La formula indiscutibile per indicare le dosi degli ingredienti essenziali nella cucina è una sola: quanto basta. Questa locuzione dichiara la conoscenza e la consapevolezza profonda dei segreti dell’arte culinaria. L’ acronimo Q.B., che da sempre compare nelle ricette, mi è sembrata la magica chiave di accesso per inoltrarci, dietro l’obiettivo di Roberta Filippelli, in quella cassaforte inespugnabile che è la cucina di Cristiano Andreini, anima in fermento di un inesauribile repertorio di sapori.
In punta di piedi, sperando di non essere notata e in modo da non intralciare il lavoro febbrile dei cuochi, Roberta Filippelli si è aggirata nel territorio sconosciuto di acciaio e vapori, odori e comande e ne ha raccolto un “reportage” intenso e suggestivo.
Il suo lavoro va visto come un lungo racconto, apparentemente oggettivo e lucido, in realtà incantato da sfrigolii, bollori, ticchettii che tagliano, insaporano, volteggiano in un continuo accadimento che rende instabile e precaria la situazione scenica. In una cucina avviene di tutto e niente è come sembra. Soprattutto in un luogo di sperimentazione come quella degli Andreini. In questo tempio dove vige un preciso protocollo di intesa con tutto il personale, dove ogni cosa è calcolata nei tempi e nelle battute, nei ritmi e negli intrecci, i rituali hanno un ruolo fondamentale ma le alterità, le trasgressioni e gli azzardi sono il sale che condisce la classica pietanza. E per questo Roberta Filippelli è tornata tante volte nella cucina di pentole e fuochi accesi, per capire il processo, l’iter che trasforma un’idea nella “bellezza del piatto”, secondo la nota definizione di Gualtiero Marchesi. Si è perciò imbattuta in silenzi e concentrazioni, in menti che pensano e mani che lavorano in sequenze operative dove il risultato non è mai scontato; semmai la sfida è l’ambizione di conciliare la memoria dei sapori con il gusto spiazzante, allarme della mente e del palato dove si può creare un corto circuito e offrire sorpresa, meraviglia, sobbalzi di piacere.
Gli scatti infiniti ( per scegliere quello giusto, quello che può dire il momento e la verità della scena) colgono tutto: ogni angolo e ogni cosa appare rivelata, messa in luce nella nudità degli oggetti e dei cibi, e niente appare mai identico agli altri oggetti e agli altri cibi.
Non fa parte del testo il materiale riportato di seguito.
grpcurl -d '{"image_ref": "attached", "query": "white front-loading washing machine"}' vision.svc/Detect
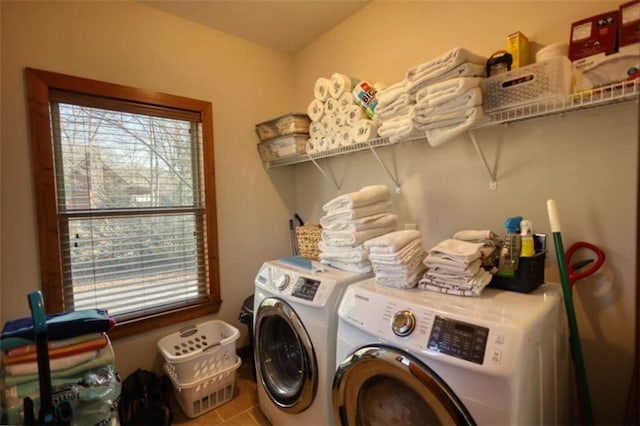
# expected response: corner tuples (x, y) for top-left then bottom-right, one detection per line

Il video che documenta l’ incontro tra l’indiscreto sguardo della fotografia e il nervoso affaccendarsi di un’officina in ebollizione, rivelata dalla presa in diretta dei rumori e delle voci di una brava filmaker come Laura Piras, crea l’illusione di portarci con mano nell’intimità di un privato messo a nudo, voyeristicamente offerto alla curiosità inopportuna.
Così, nell’ordine immacolato di piatti e stoviglie, nell’inox che rispecchia la realtà mobile, lo sguardo tenta di non lasciarsi sfuggire la metamorfosi delle cose, la densità di regole non scritte e creatività fluttuante nell’aria. Tra oli che colano e tegami consumati da fuochi perennemente accesi, Roberta Filippelli ha voluto rendere l’evidenza non edulcorata di un luogo di saperi, di maestria e di sensibilità al gusto e alla vista. E tutto sembra avere proprietà estetiche, proprio laddove niente nasce come tale. Ma nella costruzione dell’immagine, nell’impaginazione di luci e volumi, di dettagli e assemblaggi, anche la cucina può diventare uno spazio dell’immaginazione al servizio dei sensi. Quanto basta per trasformarlo in un luogo poetico.